I have been inspired by Provincetown's landscape for almost twenty years.    In that time I have recorded the changing waterfront and more recently have shifted my gaze away from the harbor to record more organic and internal landscapes.   In the early works of industrial waterfront imagery - boat cradles, winches, masts, pulleys and hooks - the subject matter seemed dangerous and strangely exciting.  I felt a need to approach this ever popular subject matter of the pier and boatyards in spite of their cliché.  Painted on site, in the plein air tradition, these works served as a documentary of a fading fishing industry.  Many of the boats, the Joan and Tom, the Liberty and the Little Natalia are now gone.  As the fleet faded to just the few boats we see today, my personal need to record this subject matter has changed as well.  Over  the

past five years my works have focused in on more organic subjects - flowers, figures, landscape – yet they all retain an underlying structure I had observed in the architecture of the boats and shipyards.  These newer paintings often straddle conventional notions of representation and abstraction. I have become interested in the  inherent ambiguity and complexity of living things versus the man made objects of my past works.  They are more emotional works and they skew our understanding of the the real and the abstract. 

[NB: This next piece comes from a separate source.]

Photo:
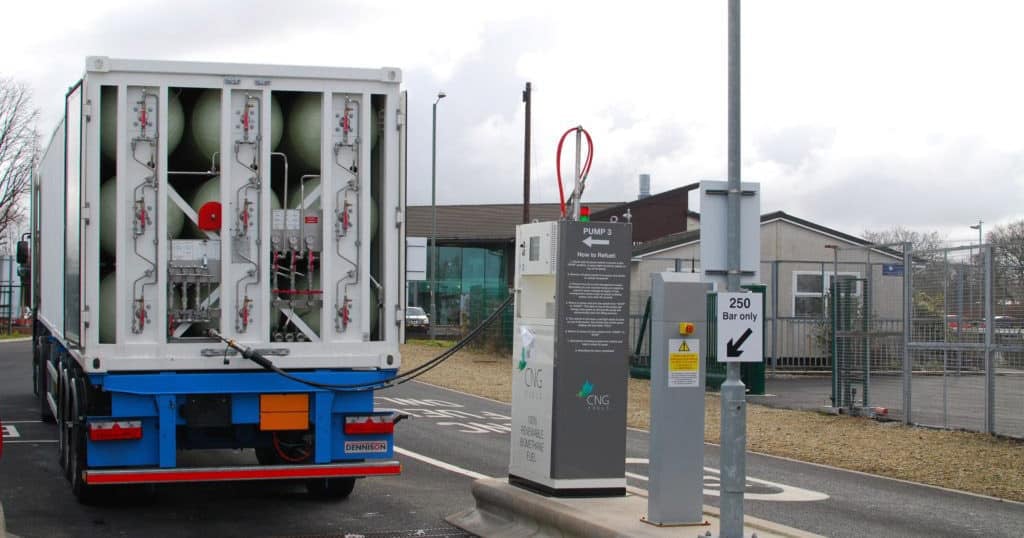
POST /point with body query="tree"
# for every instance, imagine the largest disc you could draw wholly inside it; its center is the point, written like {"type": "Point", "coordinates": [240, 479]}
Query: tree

Pedagogically, I am deeply influenced by two schools of art that have shaped Provincetown's legacy in the art world - Hawthorne and Hoffman.  A palpable experience of the light as well as a concern for plasticity of space are dominant themes in all my work.  From my earlier industrial waterfront paintings to the the more recent gardens, the imagery delivers an intensified experience of color and the impact of complex space.  Inside space spills into outside and vice versa.  Flowers and gardens defy their boundaries.  I work on both canvas and panels and the paintings are heavily impastoed with wax and oil.  My marks are made with knife and brush.  I am greatly interested in the process of painting and in what paint can do.